Criminal Court Judge Robert Cupp made the ruling on a motion to have a blood sample tossed out in a case against Brandon Lee Pickering, 123 Ferd Henley Road. He was charged with vehicular homicide after a May 10, 2012, wreck that killed his fiancée, Britanny Hankal.
Pickering submitted to a blood alcohol test after Tennessee Highway Patrol Trooper Jeff Appleba read a state implied consent form and told Pickering if he refused the test his license could be suspended for one year. Both testified during an October hearing about the chain of events leading up to the blood draw.
Pickering testified that he agreed to the blood draw for two reasons — Appleba told him it was mandatory and that he didn’t want to lose his license for a year. Appleba testified that if Pickering had refused the test, it would have been taken anyway under the circumstances of the wreck and Hankal’s resulting death.
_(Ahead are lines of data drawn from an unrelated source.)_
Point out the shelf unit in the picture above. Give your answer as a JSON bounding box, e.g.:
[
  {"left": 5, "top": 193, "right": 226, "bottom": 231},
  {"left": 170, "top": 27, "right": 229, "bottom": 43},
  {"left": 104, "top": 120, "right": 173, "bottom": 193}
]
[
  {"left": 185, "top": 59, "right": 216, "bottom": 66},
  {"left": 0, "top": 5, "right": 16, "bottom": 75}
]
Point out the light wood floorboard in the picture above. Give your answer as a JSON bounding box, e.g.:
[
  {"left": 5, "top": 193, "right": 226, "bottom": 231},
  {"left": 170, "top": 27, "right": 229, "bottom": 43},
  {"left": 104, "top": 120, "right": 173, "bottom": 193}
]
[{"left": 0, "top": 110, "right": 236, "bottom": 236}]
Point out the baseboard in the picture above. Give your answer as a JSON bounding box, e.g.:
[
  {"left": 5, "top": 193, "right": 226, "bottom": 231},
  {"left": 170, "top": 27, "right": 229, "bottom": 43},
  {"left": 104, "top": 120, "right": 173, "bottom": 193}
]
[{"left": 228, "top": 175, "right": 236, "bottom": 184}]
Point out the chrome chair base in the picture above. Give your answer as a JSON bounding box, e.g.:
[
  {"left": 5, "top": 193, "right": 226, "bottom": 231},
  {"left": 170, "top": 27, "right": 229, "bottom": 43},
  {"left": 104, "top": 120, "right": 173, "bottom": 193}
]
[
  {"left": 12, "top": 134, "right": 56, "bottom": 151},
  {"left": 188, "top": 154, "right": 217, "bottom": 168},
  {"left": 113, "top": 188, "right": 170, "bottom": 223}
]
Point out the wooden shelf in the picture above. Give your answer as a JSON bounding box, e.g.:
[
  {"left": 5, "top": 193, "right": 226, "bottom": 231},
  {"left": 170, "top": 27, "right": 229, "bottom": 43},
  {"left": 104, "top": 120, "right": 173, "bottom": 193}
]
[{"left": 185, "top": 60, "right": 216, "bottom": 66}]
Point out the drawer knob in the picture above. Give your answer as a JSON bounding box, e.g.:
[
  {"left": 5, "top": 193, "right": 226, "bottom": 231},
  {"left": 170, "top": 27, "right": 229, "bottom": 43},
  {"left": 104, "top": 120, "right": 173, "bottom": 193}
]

Cupp delayed a decision on the motion so he could review case law on the issue. He said Thursday he relied on two published cases to make his decision. One of those cases says when a person drives a vehicle in Tennessee, the driver gives consent to being tested for drugs or alcohol use, he said.
“The short of it is, the minute Mr. Pickering chose to drive, he gave consent,” Cupp said.
The judge said it didn’t matter why Pickering said he gave verbal consent, because the consent was given as soon as he drove the car that night.
Pickering’s blood-alcohol content was 0.08 several hours after the May 10 wreck that killed Hankal. According to a document filed by the Tennessee Highway Patrol, Pickering said he drank two 40-ounce beers between 8 the night before and 1 that morning. The report said he was driving too fast on Telford New Victory Road that night, lost control and hit a tree. Pickering and Hankal apparently had an argument prior to the crash, testimony at the preliminary hearing held last year said.
Pickering is free on $100,000 bond while his case is pending.
Cupp also said during Thursday’s hearing that the form law enforcement officers use to obtain consent for a blood test in DUI cases is misleading.
“You don’t have to use this document to take blood,” he said, adding that the form gives an explanation of the implied consent law, but isn’t necessary for officers to get the blood drawn.
After Cupp’s ruling on the motion, he set a January trial date for Pickering.